WikiLeaks founder Julian Assange said he would hand himself in to British police Friday in the event of an unfavourable decision from a UN investigation.
"I will accept arrest by British police on Friday if UN rules against me," the 44-year-old Australian said on Twitter.
A UN working group is set to publish a determination on whether Assange, who has been holed up in the Ecuadorian embassy in London since 2012 to avoid extradition to Sweden, is in effect illegally detained there.
Ecuador granted Assange asylum because he was afraid of a possible extradition to the United States, where he is wanted in connection with WikiLeaks' publication of top secret diplomatic cables.
In a BBC report on Thursday, a day before the panel announces its decision, the British broadcaster claimed to know that the panel would rule in favour of Assange.
Assange's legal team said the BBC report came from a deliberate leak by the British government, who already knew the UN panel's decision.

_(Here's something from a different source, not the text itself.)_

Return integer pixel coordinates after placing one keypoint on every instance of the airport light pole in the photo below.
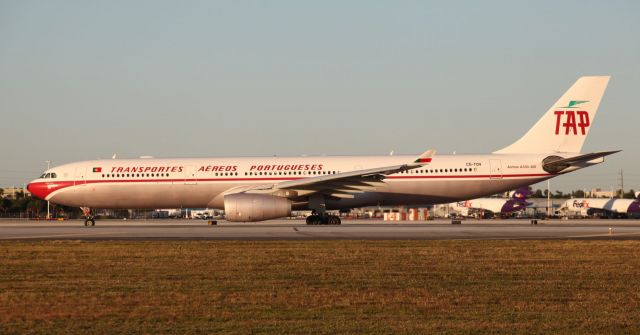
(548, 197)
(48, 205)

"If it is true, it is not only a great success for Assange," Per E Samuelson, a Swedish attorney representing the WikiLeaks founder, said of the report.
"It means that the prosecutor in Sweden in my firm view has to release Assange and drop the preliminary investigation."
"In that case he has been in detention for a far longer period than a possible sentence, were he to have been found guilty in Sweden," Samuelson adds.
Assange's legal team said it was awaiting official confirmation of the UN panel decision.
"Should the UN announce tomorrow that I have lost my case against the United Kingdom and Sweden I shall exit the embassy at noon on Friday," Assange had announced on Thursday.
"However, should I prevail and the state parties be found to have acted unlawfully, I expect the immediate return of my passport and the termination of further attempts to arrest me."
A spokeswoman for the Swedish Prosecution Authority said they had no comment and were waiting for the UN panel decision on Friday.
Swedish authorities have requested Assange's extradition in connection with several sexual assault allegations. Assange has said he fears further extradition from Sweden on to the US, where he faces other charges.
US authorities are thought to be investigating Assange over the publication of sensitive diplomatic documents, including on the conflict in Afghanistan, by WikiLeaks, the whistleblowing organization he founded.
A rape allegation against Assange is still being investigated, but other cases concerning sexual assaults have been dropped due to the statute of limitations.
The UN Working Group on Arbitrary Detention is a five-member independent and impartial body appointed by the UN. Its current members are from Australia, Benin, Mexico, South Korea and Ukraine.